Les géographes de la deuxième moitié du
XIX
e siècle sont évidemment fascinés
par les ports qui vivent leur apogée. Ils sont encore les portails
obligés
du voyage, des lieux d'évasion habillés de tous les parfums
des ailleurs qui font rêver. On y espère le départ,
on le craint. On s'y console des blessures de la vie dans la fumée
des bouges et les langueurs océanes, comme l'a si bien chanté Brel à propos
d'Amsterdam. Naples est le port de tous les possibles, embrasé du
baiser de feu de son Vésuve. Et pourtant, les vues prises en 1866
de la capitale du royaume des Deux-Siciles ne rendent
pas compte de cette intense activité. Le port a l'air de prendre
la pose. Où est la presse, où sont les embouteillages ? Il
est vrai qu'il est encore difficile à l'époque pour le photographe
de saisir le mouvement.
Vient ensuite l'inépuisable série des ponts. En ce temps-là,
lorsqu'on sortait de chez soi, même pour une journée, on envoyait
des cartes postales à ses proches et si, d'aventure, il y avait un
viaduc de chemin de fer ou un pont sur place, on pouvait en envoyer la photo
et prouver ainsi qu'on l'avait vu et que l'on s'était extasié devant
la prouesse technique qu'il représentait.
Depuis les temps les plus anciens, les ponts ont toujours fasciné, tant
il était difficile et nécessaire de franchir les cours d'eau.
La révolution de l'acier a permis d'échafauder des ponts aux
formes étranges et aux immenses portées en une ou plusieurs volées.
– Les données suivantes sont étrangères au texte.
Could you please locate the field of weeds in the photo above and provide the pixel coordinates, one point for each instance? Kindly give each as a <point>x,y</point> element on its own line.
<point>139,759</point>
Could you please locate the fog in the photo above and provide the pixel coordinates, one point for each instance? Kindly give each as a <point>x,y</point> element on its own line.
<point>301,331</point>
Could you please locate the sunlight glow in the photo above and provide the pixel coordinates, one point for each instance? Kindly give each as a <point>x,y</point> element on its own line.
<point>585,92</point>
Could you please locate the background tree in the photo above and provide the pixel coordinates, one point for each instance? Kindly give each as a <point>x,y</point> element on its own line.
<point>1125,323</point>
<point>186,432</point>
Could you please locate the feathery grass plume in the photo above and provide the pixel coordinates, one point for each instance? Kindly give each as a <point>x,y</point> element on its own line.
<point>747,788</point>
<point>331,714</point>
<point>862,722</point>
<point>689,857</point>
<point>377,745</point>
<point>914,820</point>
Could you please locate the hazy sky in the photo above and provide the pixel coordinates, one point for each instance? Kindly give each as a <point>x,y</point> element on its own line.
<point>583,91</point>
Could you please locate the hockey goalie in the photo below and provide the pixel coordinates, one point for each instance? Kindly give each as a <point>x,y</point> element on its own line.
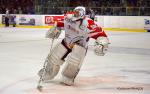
<point>72,49</point>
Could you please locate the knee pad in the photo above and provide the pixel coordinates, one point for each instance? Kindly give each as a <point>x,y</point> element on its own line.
<point>49,72</point>
<point>56,54</point>
<point>74,62</point>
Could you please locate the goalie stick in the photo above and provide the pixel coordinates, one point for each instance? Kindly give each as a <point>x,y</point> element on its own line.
<point>39,86</point>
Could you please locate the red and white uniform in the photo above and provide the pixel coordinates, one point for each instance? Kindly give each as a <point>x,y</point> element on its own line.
<point>79,31</point>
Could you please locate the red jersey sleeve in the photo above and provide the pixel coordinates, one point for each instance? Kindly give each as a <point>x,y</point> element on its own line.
<point>96,31</point>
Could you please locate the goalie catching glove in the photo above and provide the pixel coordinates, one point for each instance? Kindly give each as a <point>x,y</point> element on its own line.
<point>53,32</point>
<point>101,46</point>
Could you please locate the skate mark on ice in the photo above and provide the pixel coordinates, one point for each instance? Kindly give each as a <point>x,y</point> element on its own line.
<point>137,71</point>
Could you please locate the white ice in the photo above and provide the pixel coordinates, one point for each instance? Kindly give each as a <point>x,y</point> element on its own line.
<point>125,69</point>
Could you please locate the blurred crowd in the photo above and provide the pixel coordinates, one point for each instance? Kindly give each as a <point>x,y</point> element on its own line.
<point>17,6</point>
<point>100,7</point>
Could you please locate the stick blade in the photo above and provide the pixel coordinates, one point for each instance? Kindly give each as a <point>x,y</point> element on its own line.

Le Forth Bridge, près d'Édimbourg, est une prouesse
technique inaugurée en 1890. Les ponts du chemin de fer de La Réunion
sont plus modestes, mais Blondel en édifie cent cinquante
tout autour de l'île, en pierre ou en acier, permettant de développer
la culture de la canne à sucre sur une grande échelle. L'ingénieur
se passionne au passage pour la morphologie volcanique et prend plaisir à photographier
les orgues de basalte qu'il rencontre.